The raw sugar is dissolved in water, and the solution is purified by straining and by filtration through animal charcoal. The syrup is then boiled. In order to preserve the colour of the sugar, and to prevent loss, this boiling is conducted in vacuo, as by this means the temperature required is much less than would be necessary with the ordinary atmospheric pressure.
The evaporation having been completed, crystals of sugar form throughout the mass of syrup. To separate these crystals from the liquor which surrounds them, the aid of circular motion force is called in. A mass of the mixture is placed in a large iron tub, the sides of which are perforated with small holes. The tub is then made to rotate with prodigious velocity; its contents instantly fly off to the circumference, the liquid portions find an exit through the perforations in the sides, but the crystals are left behind. A little clear syrup is then sprinkled over the sugar while still rotating: this washes from the crystals the last traces of the coloured liquid, and passes out through the holes; when the motion ceases, the inside of the tub contains a layer of perfectly pure white sugar, some inches in thickness, ready for the market.

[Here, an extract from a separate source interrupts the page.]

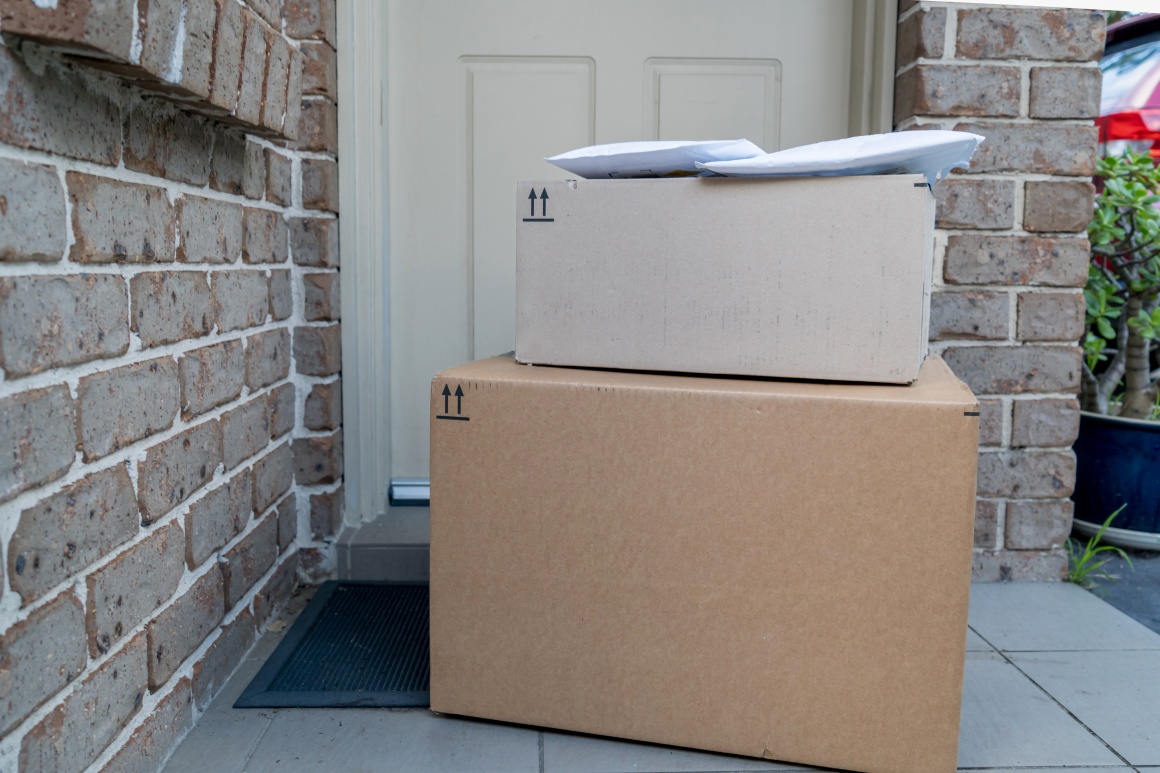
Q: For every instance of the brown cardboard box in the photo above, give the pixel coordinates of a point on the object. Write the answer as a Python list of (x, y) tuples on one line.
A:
[(760, 568), (804, 277)]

579. Circular motion is peculiarly fitted for this purpose; each particle of liquid strives to get as far away from the axis as possible. The action on the sugar is very different from what it would have been had the mass been subjected to pressure by a screw-press or similar contrivance; the particles immediately acted on would then have to transmit the pressure to those within; and the consequence would be that while the crystals of sugar on the outside would be crushed and destroyed, the water would only be very imperfectly driven from the interior: for it could lurk in the interstices of the sugar, which remain notwithstanding the pressure.
580. But with circular motion the water must go, not because it is pushed by the crystals, but because of its own inertia; and it can be perfectly expelled by a velocity of rotation less than that which would be necessary to produce sufficient pressure to make the crystals injure each other.
THE PERMANENT AXES.
581. There are some curious properties of circular motion which remain to be considered. These we shall investigate by means of the apparatus of [Fig. 80]. This consists of a pair of wheels b c, by which a considerable velocity can be given to a horizontal shaft. This shaft is connected by a pair of bevelled wheels d with a vertical spindle f. The machine is worked by a handle a, and the object to be experimented upon is suspended from the spindle.
582. I first take a disk of wood 18" in diameter; a hole is bored in the margin of this disk; through this hole a rope is fastened, by means of which the disk is suspended from the spindle. The disk hangs of course in a vertical plane.
Fig. 80.
583. I now begin to turn the handle round gently, and you see the disk begins to rotate about the vertical diameter; but, as the speed increases, the motion becomes a little unsteady; and finally, when I turn the handle very rapidly, the disk springs up into a horizontal plane, and you see it like the surface of a small table: the rope swings round and round in a cone, so rapidly that it is hardly seen.